Well, they have in Northern Ireland, Scotland, Britain and throughout the world of professional golf after Rollins famously rushed European golfer Rory McIlroy to the final round of the Ryder Cup on Sunday at Medinah Country Club.
Stories about Rory's ride to the Ryder via Rollins' unmarked squad car show up in Spanish and Vietnamese and in publications from Canada and Pakistan to McIlroy's native Ireland.
Rollins' driving is credited with helping McIlroy arrive at the course on time after the golfer reportedly believed his match was to tee off an hour later than its actual 11:25 a.m. start time. The ride from Rollins helped the 23-year-old golfer avoid disqualification or forfeiting the first hole against U.S. team member Keegan Bradley, and the Europeans went on to win the Ryder Cup in stunning comeback fashion.
So who is he, this Pat Rollins?
Rollins is deputy chief of the Lombard Police Department, and he's been swamped this week with about 70 phone calls from local, national and international media outlets all wanting to hear the story of his high-stakes Sunday drive.
"A lot of newspapers around where Rory grew up have called, as well as media from the Golf Channel to CNN International," Rollins said Wednesday, as the flurry of interest continued.
Rollins said he was on duty Sunday, splitting his time between the Westin Lombard Yorktown Center hotel, where several dignitaries and golfers like McIlroy were staying, and the area around the course on Medinah Road between Lake Street and Irving Park Road.

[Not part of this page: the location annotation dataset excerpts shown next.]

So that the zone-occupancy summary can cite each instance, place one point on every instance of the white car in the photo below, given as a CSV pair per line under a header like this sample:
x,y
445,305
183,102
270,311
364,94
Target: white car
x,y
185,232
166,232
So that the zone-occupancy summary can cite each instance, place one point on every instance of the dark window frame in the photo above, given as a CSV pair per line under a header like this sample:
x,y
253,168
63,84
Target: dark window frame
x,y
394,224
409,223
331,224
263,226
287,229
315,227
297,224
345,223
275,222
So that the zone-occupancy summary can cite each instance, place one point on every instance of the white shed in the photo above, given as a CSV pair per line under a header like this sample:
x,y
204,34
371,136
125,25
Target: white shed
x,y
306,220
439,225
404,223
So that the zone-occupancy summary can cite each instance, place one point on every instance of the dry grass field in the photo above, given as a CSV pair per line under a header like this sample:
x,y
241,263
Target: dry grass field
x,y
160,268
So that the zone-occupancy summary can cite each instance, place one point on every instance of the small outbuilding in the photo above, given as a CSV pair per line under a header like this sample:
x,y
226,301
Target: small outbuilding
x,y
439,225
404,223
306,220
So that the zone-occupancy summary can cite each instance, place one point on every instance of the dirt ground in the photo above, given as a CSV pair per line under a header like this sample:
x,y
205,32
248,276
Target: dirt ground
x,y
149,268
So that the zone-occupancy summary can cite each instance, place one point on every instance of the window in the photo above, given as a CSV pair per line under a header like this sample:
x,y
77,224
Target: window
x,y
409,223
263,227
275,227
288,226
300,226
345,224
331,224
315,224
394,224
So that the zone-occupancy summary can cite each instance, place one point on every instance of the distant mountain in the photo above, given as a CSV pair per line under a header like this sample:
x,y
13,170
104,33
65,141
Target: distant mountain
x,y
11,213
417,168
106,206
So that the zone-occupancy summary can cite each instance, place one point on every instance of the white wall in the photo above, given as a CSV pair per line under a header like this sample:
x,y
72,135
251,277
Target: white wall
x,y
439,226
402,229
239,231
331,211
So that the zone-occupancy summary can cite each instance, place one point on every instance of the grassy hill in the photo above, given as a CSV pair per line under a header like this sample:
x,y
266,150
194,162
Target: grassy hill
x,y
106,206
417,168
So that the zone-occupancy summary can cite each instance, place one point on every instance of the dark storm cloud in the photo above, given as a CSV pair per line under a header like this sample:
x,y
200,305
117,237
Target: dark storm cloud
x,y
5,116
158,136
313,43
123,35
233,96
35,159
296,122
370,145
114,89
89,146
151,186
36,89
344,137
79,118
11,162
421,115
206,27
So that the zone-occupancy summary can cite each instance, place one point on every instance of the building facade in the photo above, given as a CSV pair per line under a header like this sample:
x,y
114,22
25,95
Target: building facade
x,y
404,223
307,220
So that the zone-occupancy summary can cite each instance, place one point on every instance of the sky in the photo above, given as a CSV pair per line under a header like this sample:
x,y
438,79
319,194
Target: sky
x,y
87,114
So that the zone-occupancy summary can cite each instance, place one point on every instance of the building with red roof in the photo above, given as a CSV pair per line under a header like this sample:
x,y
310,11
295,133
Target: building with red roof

He returned to the hotel after assisting with a motorcade bringing former President George W. Bush and former First Lady Laura Bush to Medinah. There, Lombard Lt. Ron Newton told Rollins no one had seen McIlroy leave yet, although it was just more than a half-hour before his tee time.
"We knew if he was still there, it was going to be a time crunch," Rollins said.
Rollins was planning on heading back to the course for a meeting of Ryder Cup unified command personnel, so once the golfer made it to the hotel lobby, Rollins hit the gas and got McIlroy to the tournament on time. He said light traffic on I-355 helped the 12-mile drive move quickly, and he radioed ahead to the traffic command post, asking for assistance bringing in a VIP.
"At a couple junctions, I had to use my siren," Rollins said, adding it is common for police to "use lights and at times, sirens, to escort VIPs, dignitaries or the president."
Since Rollins acted while on duty Sunday, there was no cost to the village of Lombard other than for gas. Village Manager David Hulseberg said he supports Rollins' decision to rush McIlroy to the course because of Lombard's responsibility to help the international event run smoothly.
He also said he hopes the village actually can make some money from Rollins' now well-known ride.
The navy blue unmarked squad car Rollins used to drive McIlroy to Medinah in 20 minutes or less actually is scheduled to be replaced, Hulseberg and Rollins said, and it now will be sold in a very public way. The village plans to list the car for sale on an online auction site such as ebay.com, pending village board approval at the Oct. 18 meeting.
"Since it's drawing so much attention," Hulseberg said, "we figure we have nothing to lose by putting it out there for any European or anyone who would like to buy the car and do whatever they would like with it."